To me, a potentially good movie was crowded out by poor decisions.

I did like the Lynda Carter cameo at the end.

I found it aggressively bad. As if it was trying to make me hate it. The hero of the story doesn’t bat an eyelash that her wish causes her boyfriend to commandeer another human being consciousness. The mechanics of the wish are not made clear(ish) until after the plot requires the viewer to understand these mechanics making it incomprehensible. She all of a sudden remembers that she has two powers (flying and the ability to make things invisible) that she somehow forgot about; look, it’s fine if WW has these powers, but as the writer/director YOU set the rules for the universe, so it sucks when you break them.

There have been a few lowpoints in the superhero genre, but this one beat any of them by a mile for me.

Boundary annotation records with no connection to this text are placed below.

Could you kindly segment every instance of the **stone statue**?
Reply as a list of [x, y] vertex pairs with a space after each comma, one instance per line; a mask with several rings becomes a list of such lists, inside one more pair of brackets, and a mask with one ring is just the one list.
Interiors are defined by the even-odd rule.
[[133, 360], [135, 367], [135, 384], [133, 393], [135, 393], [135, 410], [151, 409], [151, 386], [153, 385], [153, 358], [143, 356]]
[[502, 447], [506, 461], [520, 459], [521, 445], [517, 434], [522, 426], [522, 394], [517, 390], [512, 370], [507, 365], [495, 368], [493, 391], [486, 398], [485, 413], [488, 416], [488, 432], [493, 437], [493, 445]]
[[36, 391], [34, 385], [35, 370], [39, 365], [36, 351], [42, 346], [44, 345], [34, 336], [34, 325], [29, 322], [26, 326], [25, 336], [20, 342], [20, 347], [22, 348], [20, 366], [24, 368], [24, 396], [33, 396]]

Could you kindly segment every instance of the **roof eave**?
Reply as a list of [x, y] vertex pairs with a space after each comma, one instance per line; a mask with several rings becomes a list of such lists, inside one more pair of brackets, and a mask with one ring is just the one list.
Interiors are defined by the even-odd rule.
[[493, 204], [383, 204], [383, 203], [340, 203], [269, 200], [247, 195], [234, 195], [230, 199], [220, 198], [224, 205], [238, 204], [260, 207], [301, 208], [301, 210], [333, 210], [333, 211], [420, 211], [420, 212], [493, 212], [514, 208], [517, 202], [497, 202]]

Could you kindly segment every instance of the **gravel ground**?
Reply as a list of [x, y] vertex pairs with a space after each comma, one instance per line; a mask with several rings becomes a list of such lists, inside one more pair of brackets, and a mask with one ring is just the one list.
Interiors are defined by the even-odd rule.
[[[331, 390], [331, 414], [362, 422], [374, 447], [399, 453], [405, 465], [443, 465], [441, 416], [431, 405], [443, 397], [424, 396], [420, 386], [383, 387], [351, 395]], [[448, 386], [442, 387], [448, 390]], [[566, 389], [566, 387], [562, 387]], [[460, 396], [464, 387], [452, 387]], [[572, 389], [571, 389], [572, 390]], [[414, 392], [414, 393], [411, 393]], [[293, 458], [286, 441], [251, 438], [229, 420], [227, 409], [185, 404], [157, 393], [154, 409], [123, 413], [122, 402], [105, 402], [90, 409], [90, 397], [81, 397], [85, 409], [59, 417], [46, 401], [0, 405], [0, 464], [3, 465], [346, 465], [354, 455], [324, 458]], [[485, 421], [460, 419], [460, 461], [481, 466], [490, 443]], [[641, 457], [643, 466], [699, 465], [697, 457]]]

I laughed that they immediately followed it up by telling you who it was just in case you didn’t get it.

Even at the beginning, my wife and I were saying “Man, Wonder Woman’s not a great hero right now between trashing that mall’s security cameras and throwing a bunch of thieves down a story into a police car and smashing the roof.” The whole “Hey my dead boyfriend’s soul is possessing this engineer guy’s body but whatever” thing was just bizarre. The stone’s picking “Well, you’re a nice person so I guess I want that?” didn’t seem to make sense. Everyone else suffered an impactful loss but, if you’re a good person and you become a bad person with a bunch of power, you’re not going to miss being “good” because you’re bad. Barbara never really lamented “Oh, I miss being nice” because she was evil now and didn’t give a fuck.

When Barbara said “People like me have nothing” because she, uh, wears glasses and is ungainly in heels, my wife actually yelled out from the couch “Bitch, you’re a fucking DOCTOR working for the SMITHSONIAN!”

For as dumb as Steve just hopping into a modern jet and flying it around was, I actually liked the Invisible Jet contrivance. It’s more “Hidden” than literally invisible (no “hur hur you’d just see WW in the air”) and she doesn’t do it all the time because it’s a one way trip to Invisible Land.

Feels as though a guy who can track some forsaken artifact across time and globe could do better for himself than running a Ponzi scheme. Did he learn about this in his Time-Life Mysteries of the Mayans book? Now THAT would have been pretty 1984 of them!